Another lovely variety of stink comes from blue cheese, of which Roquefort is my favorite. Cheese of this particular name must come from Roquefort-sur-Soulzon in the southern French region of Occitane. Cheese of this style is infused with mold, which gives it its blue-green streaks. There are many types of blue cheese, all of which are made from ewe’s milk.
I have one friend who stuffs large green olives with Roquefort and uses them as garnishes for Martinis. But sometimes I am happy to forgo the cocktail and simply eat the stuffed olives. The combination of flavors is magnificent.
All of these soft cheeses do something special when paired with a good red wine. When I eat a piece of cheese, then follow it with a sip of wine, a distinctive scent ascends to my olfactory region. It is not stinky, but truly exquisite–almost otherworldly.
I must note that in France, as well as in many European countries, producers and sellers of cheese understand that their product is alive. They do not seal their cheeses in plastic; instead, they wrap them in paper and additional packaging that allow the cheese to breathe. When importers or grocery stores here in the U.S. seal the cheese away from the air, it isn’t as stinky. And it won’t produce that effect when sipping wine.

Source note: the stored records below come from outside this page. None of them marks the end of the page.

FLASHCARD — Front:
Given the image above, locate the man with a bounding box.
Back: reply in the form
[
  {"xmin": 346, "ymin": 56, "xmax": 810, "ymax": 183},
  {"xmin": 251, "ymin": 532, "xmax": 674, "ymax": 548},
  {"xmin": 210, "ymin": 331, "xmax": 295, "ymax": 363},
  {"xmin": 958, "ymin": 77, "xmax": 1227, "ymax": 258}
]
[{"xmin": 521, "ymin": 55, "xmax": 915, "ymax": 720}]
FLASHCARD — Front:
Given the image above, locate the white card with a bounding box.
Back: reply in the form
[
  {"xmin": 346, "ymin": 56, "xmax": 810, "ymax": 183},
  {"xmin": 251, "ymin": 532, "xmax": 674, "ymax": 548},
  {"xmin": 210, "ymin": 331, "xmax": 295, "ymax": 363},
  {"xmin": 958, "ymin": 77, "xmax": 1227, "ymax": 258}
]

Soft cheeses are produced using similar methods all around Europe. Artisanal cheese makers here in the States have also duplicated these styles with varying degrees of success.
But my favorite stinky cheeses come from France.
Ironically, I have yet to try Limburger cheese, which people say is super-stinky. It comes from Belgium. It is next on my list.
3 thoughts on “Stinky Cheese”
This is magnificent and I will certainly forward it to my other half; he will enjoy it immensely as well. I love the cadence here which borders on poetry yet embraces a content that is as interesting as it is informative. I also loved “another variety of stink…” You actually have me wanting cheese but I just finished breakfast…Super!
Thanks, Deb. I can only suspect this will resonate with your fine husband. He and I share so many tastes.
My mouth was watering with your descriptions and the way this image opens your post! I need to learn how to do that. I smiled thinking of the way the French consider cheese to be a living food compared to those of us in North America. In Canada, with the French influence coming from Quebec, we straddle the line of living and dead (cheese that is).